Pour les occupant·es, les palabres ne sont pas terminées. C’est l’heure de l’assemblée générale politique, souvent très animée, où se prennent quotidiennement toutes leurs décisions. Un technicien du spectacle, quarante-deux ans d’intermittence, une retraite de 842 euros : « Le monde de la culture génère plus de fric que l’automobile ! Comment se positionne-t-on pour que tout le monde puisse en vivre décemment ? » Martine Ritz perçoit une motivation, qu’elle a déjà ressentie auprès des gilets jaunes. « Des personnes arrivent qu’on ne voyait pas dans les organisations syndicales, tellement malmenées par la vie qu’elles ne croyaient plus à la puissance du collectif. À titre personnel, je suis ici pour favoriser le développement d’un mouvement social qui dépasse nos revendications professionnelles, capable de renverser la table pour la présidentielle de 2022. »
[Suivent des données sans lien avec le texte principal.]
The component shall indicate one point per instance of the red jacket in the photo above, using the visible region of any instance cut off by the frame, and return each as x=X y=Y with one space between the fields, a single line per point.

Devant le théâtre, la journée s’est achevée à 17 h 45 par un rituel prisé du public : la déambulation de la Brigade des endormeurs·euses, femmes et hommes-sandwichs scandant pendant un quart d’heure un refrain lénifiant à souhait dans les rues avoisinantes. « Couvre-feu ! Rentrez braves gens ! Tout va bien ! 11 minutes, 10 minutes… » 18 heures, fin du compte à rebours, une sirène mugit, et les figurines affolées courent se réfugier dans le théâtre, faussement confinées, ultime pied de nez de la journée à un gouvernement sourd à leurs revendications.
(1) La fronde des intermittent·es du spectacle avait conduit à l’annulation du Festival d’Avignon, une première.
(2) Le mouvement Youth for Climate avait appelé à ce qu’il s’en organise partout dans le monde
(3) Le 23 au matin, 400 forces de l’ordre ont évacué les 50 occupants de la ZAD.